Neonatal choking hazard from colostrum syringe caps

This case study is one in a set of patient safety ‘how we acted on patient safety issues you recorded’ case studies which show the direct action taken in response to patient safety events recorded by organisations, staff and the public, and how their actions support the NHS to protect patients from harm.

The National Patient Safety Team were notified by a trust Medical Device Safety Officer (MDSO) of an incident where a baby ingested the cap off a purple colostrum syringe. The baby was being fed expressed colostrum by the parent who was unaware of the presence of the cap when the feed started . Colostrum is the first breast milk the mother produces providing important nutritional benefits for newborns.

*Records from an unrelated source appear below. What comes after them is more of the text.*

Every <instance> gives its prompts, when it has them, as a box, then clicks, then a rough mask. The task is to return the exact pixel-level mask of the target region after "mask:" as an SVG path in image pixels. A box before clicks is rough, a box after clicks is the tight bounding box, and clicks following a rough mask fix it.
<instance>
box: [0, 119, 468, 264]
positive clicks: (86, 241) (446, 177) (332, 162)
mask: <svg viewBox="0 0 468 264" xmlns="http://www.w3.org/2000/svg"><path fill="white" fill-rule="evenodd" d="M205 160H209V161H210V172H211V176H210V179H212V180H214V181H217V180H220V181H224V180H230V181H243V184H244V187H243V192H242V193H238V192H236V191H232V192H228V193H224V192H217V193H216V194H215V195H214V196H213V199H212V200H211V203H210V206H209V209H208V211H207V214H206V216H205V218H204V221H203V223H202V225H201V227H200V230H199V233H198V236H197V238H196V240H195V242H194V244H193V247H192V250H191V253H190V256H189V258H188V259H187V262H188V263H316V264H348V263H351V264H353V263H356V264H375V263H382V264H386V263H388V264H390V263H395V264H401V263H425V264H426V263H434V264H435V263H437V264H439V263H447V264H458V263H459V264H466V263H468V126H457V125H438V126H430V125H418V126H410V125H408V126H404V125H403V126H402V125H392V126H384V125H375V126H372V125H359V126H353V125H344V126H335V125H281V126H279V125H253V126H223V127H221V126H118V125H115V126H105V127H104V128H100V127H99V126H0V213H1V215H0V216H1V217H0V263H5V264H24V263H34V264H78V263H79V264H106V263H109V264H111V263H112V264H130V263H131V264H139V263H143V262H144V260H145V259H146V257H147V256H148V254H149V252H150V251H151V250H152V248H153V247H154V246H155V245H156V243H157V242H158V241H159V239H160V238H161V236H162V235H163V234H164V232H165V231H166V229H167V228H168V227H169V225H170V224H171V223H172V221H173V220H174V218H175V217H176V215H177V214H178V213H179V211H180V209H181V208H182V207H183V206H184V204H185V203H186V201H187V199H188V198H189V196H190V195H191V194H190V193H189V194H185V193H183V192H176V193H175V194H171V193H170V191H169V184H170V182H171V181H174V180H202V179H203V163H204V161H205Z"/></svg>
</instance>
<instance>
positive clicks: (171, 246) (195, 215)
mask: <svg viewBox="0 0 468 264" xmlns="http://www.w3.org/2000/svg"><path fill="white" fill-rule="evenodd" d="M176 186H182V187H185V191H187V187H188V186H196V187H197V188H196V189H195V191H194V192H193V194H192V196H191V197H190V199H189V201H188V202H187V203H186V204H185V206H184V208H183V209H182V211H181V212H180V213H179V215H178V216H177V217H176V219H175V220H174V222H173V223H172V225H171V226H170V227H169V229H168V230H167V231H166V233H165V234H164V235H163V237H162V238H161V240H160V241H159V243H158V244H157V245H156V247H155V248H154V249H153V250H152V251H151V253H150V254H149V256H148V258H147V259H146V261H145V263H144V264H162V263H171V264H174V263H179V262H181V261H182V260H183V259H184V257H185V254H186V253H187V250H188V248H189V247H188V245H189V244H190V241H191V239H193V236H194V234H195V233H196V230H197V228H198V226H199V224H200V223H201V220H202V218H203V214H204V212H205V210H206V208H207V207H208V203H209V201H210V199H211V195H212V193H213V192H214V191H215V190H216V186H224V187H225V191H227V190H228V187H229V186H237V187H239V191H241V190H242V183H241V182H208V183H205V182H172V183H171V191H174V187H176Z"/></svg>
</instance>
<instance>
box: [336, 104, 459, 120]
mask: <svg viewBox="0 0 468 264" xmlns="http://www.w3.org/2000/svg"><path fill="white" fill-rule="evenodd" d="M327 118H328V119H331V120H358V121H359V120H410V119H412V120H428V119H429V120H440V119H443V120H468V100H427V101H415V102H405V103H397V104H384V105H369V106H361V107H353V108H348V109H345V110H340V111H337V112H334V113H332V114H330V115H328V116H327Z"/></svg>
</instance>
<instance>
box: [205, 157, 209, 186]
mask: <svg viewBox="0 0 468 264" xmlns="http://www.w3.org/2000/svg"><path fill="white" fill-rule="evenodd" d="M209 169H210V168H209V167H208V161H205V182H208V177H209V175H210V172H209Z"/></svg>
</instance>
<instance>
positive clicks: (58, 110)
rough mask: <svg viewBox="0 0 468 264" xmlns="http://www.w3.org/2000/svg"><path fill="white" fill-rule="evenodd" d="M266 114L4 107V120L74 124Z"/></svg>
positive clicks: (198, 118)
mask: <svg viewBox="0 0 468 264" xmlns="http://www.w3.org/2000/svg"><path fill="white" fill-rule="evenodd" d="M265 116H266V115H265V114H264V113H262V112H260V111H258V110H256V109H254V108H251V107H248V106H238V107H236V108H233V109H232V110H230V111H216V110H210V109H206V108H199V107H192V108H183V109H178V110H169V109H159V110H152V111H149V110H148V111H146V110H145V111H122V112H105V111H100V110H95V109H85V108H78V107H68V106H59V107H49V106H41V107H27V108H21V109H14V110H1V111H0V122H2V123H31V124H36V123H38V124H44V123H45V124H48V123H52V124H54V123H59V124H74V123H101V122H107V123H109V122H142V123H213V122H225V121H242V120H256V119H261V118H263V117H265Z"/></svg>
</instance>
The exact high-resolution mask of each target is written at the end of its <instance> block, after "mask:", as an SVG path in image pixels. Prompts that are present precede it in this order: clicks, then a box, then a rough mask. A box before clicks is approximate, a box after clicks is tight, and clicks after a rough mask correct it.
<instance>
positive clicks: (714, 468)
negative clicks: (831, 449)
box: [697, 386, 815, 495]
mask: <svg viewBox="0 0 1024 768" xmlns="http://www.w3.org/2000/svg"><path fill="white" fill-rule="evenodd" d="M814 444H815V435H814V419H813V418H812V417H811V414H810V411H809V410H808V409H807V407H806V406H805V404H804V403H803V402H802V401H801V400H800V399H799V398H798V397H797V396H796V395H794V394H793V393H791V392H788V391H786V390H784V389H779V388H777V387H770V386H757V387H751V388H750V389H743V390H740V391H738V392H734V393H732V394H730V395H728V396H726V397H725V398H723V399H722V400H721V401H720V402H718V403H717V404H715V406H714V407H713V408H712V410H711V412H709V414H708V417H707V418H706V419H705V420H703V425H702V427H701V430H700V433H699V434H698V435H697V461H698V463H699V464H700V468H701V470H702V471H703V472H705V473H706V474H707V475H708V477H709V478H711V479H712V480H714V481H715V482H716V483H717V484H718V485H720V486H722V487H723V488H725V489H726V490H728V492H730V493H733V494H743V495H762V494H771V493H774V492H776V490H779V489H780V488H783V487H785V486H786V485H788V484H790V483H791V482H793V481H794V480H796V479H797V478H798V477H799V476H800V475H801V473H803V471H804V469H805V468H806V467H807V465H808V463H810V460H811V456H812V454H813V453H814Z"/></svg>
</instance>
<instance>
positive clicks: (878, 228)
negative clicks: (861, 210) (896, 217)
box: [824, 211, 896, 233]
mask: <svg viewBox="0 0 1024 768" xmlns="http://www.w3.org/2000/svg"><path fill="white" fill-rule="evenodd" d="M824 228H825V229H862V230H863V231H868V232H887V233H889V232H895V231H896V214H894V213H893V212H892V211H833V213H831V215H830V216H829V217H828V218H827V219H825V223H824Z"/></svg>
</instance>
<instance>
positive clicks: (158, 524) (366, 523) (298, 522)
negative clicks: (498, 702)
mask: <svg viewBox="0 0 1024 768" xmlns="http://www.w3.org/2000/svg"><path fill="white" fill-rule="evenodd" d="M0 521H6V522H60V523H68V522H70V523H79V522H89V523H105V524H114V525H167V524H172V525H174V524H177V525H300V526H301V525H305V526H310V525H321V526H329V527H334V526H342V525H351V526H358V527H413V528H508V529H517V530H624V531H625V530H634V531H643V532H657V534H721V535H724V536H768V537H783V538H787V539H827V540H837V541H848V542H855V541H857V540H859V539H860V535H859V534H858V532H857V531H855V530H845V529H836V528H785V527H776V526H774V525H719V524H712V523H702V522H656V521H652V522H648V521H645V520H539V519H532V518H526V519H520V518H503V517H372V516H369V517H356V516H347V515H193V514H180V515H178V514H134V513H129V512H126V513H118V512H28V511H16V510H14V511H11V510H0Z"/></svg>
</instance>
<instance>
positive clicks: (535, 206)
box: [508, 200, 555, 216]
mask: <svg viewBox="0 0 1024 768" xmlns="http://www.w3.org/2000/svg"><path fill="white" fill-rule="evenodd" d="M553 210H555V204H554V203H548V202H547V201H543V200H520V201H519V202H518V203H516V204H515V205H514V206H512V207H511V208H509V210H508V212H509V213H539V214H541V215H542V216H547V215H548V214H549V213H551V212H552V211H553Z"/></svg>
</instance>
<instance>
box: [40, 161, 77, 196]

When pressure was placed on the syringe plunger accidental cap dislodgement occurred and the baby required surgery to remove the cap. Despite the purple colour, the syringe was not licenced for the administration of colostrum.

Collaboration with the MHRA resulted in the issuing of a device safety information alert. Working with key midwifery and neonatal stakeholders, a safety communication on reducing the risk of choking was issued to maternity and neonatal units.

When advised of the safety issue, the manufacturer ceased production of the syringe and have introduced a new licenced colostrum collection and administration syringe. The new syringe does not have a cap and is available to order from the NHS Supply Chain.  This intervention should reduce the risk of accidental ingestion of syringe caps.